Many women of color don't go to the police after sexual assault for a reason
This article is strong and heartbreaking at the same time.
http://www.theguardian.com/commentisfree/2015/mar/25/women-of-color-police-sexual-assault-racist-criminal-justice
If we report our assaults to police, we risk being retraumatized not only by the inhumane process of reliving a violent experience through sharing its gory details - but also by the violence of the criminal justice system itself, which treats rape victims like suspects. Worse yet, the police themselves commit assault with impunity; often, they target black women in particular, knowing our existence at the intersections of racism and misogyny make crimes against us far less likely to be investigated.
To be a good rape victim is to immediately report your assault to the police (even knowing you will likely never see justice), but to be a good black person is to avoid the police entirely because your life quite literally depends on it.
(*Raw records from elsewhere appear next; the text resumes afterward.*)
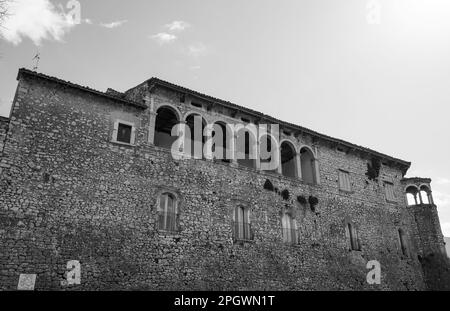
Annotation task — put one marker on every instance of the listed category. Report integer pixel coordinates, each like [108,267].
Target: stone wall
[4,123]
[68,193]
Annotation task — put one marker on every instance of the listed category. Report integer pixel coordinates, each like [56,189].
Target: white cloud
[442,200]
[114,24]
[164,37]
[177,26]
[34,19]
[197,49]
[445,227]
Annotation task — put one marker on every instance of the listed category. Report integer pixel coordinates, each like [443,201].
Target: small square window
[344,181]
[389,189]
[124,133]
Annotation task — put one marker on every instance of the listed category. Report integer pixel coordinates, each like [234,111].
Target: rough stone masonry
[72,188]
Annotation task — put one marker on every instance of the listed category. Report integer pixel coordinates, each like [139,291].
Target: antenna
[36,58]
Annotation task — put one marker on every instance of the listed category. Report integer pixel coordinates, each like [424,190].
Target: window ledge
[170,233]
[243,241]
[121,143]
[347,191]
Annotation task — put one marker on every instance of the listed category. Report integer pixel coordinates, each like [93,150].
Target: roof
[23,71]
[156,81]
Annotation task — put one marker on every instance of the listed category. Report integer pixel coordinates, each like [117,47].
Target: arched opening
[308,167]
[289,228]
[403,242]
[246,148]
[242,227]
[168,212]
[166,119]
[195,142]
[267,153]
[221,147]
[412,195]
[425,194]
[288,160]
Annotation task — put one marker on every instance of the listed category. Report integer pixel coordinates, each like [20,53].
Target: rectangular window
[344,181]
[242,228]
[124,132]
[389,189]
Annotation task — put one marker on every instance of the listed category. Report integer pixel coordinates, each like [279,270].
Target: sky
[373,72]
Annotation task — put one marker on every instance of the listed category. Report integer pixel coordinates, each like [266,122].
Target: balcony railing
[290,236]
[242,231]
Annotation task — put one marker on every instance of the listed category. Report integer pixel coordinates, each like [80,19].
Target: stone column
[298,162]
[316,166]
[149,101]
[234,149]
[430,198]
[420,198]
[258,157]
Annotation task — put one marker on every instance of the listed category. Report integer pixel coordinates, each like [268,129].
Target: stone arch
[222,144]
[425,194]
[174,108]
[411,192]
[167,116]
[246,145]
[308,165]
[288,157]
[268,152]
[194,143]
[403,242]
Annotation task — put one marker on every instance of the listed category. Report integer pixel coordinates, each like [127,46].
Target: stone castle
[89,176]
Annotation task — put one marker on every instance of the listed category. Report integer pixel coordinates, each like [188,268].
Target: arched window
[352,237]
[222,140]
[168,214]
[267,153]
[166,119]
[288,160]
[246,148]
[289,228]
[195,142]
[403,242]
[425,194]
[242,228]
[308,166]
[411,195]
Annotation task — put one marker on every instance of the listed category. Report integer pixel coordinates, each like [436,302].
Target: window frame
[291,227]
[352,237]
[388,185]
[159,211]
[342,173]
[240,226]
[116,132]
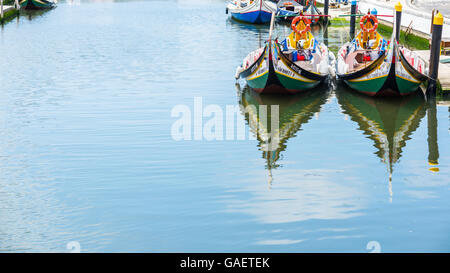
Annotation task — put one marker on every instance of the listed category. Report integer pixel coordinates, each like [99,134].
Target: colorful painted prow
[296,64]
[377,67]
[251,11]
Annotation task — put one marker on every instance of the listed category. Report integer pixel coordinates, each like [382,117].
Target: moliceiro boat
[251,11]
[37,4]
[288,9]
[296,64]
[376,67]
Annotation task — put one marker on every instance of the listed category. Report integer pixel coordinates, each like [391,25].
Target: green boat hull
[271,78]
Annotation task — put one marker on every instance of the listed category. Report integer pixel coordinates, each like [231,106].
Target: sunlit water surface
[87,155]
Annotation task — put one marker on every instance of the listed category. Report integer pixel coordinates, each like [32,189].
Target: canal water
[88,160]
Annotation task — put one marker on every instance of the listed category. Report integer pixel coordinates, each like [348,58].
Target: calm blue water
[87,155]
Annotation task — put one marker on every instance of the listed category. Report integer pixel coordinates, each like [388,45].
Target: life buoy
[305,20]
[369,17]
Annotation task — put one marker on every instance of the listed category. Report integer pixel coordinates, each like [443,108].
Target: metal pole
[398,20]
[352,20]
[272,21]
[433,148]
[435,54]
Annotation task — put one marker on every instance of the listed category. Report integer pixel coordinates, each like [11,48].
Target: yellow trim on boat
[251,79]
[364,80]
[408,73]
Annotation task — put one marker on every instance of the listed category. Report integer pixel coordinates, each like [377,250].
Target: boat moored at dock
[298,63]
[377,67]
[251,11]
[287,10]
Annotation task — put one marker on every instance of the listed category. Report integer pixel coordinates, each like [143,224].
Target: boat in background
[251,11]
[37,4]
[376,67]
[298,63]
[288,9]
[311,9]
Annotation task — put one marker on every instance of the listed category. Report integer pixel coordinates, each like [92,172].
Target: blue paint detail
[255,17]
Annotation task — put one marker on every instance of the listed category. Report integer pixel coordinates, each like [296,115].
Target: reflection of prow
[275,119]
[388,122]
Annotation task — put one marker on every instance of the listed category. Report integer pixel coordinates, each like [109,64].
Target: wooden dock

The tightrope walk is impossible.
Thats why black anti-sexual assault activists, like survivor and feminist writer Wagatwe Wanjuki, have long argued that survivors should not be forced to report their assaults to police in order for their stories to be believed.
An ongoing study by Black Womens Blueprint, a New York-based human rights organization, finds that 60% of black girls and women report having experienced coercive contact of a sexual nature by the age of 18. Still, we are deemed categorically hypersexual, incapable of being assaulted because our bodies themselves serve as static, menacing consent.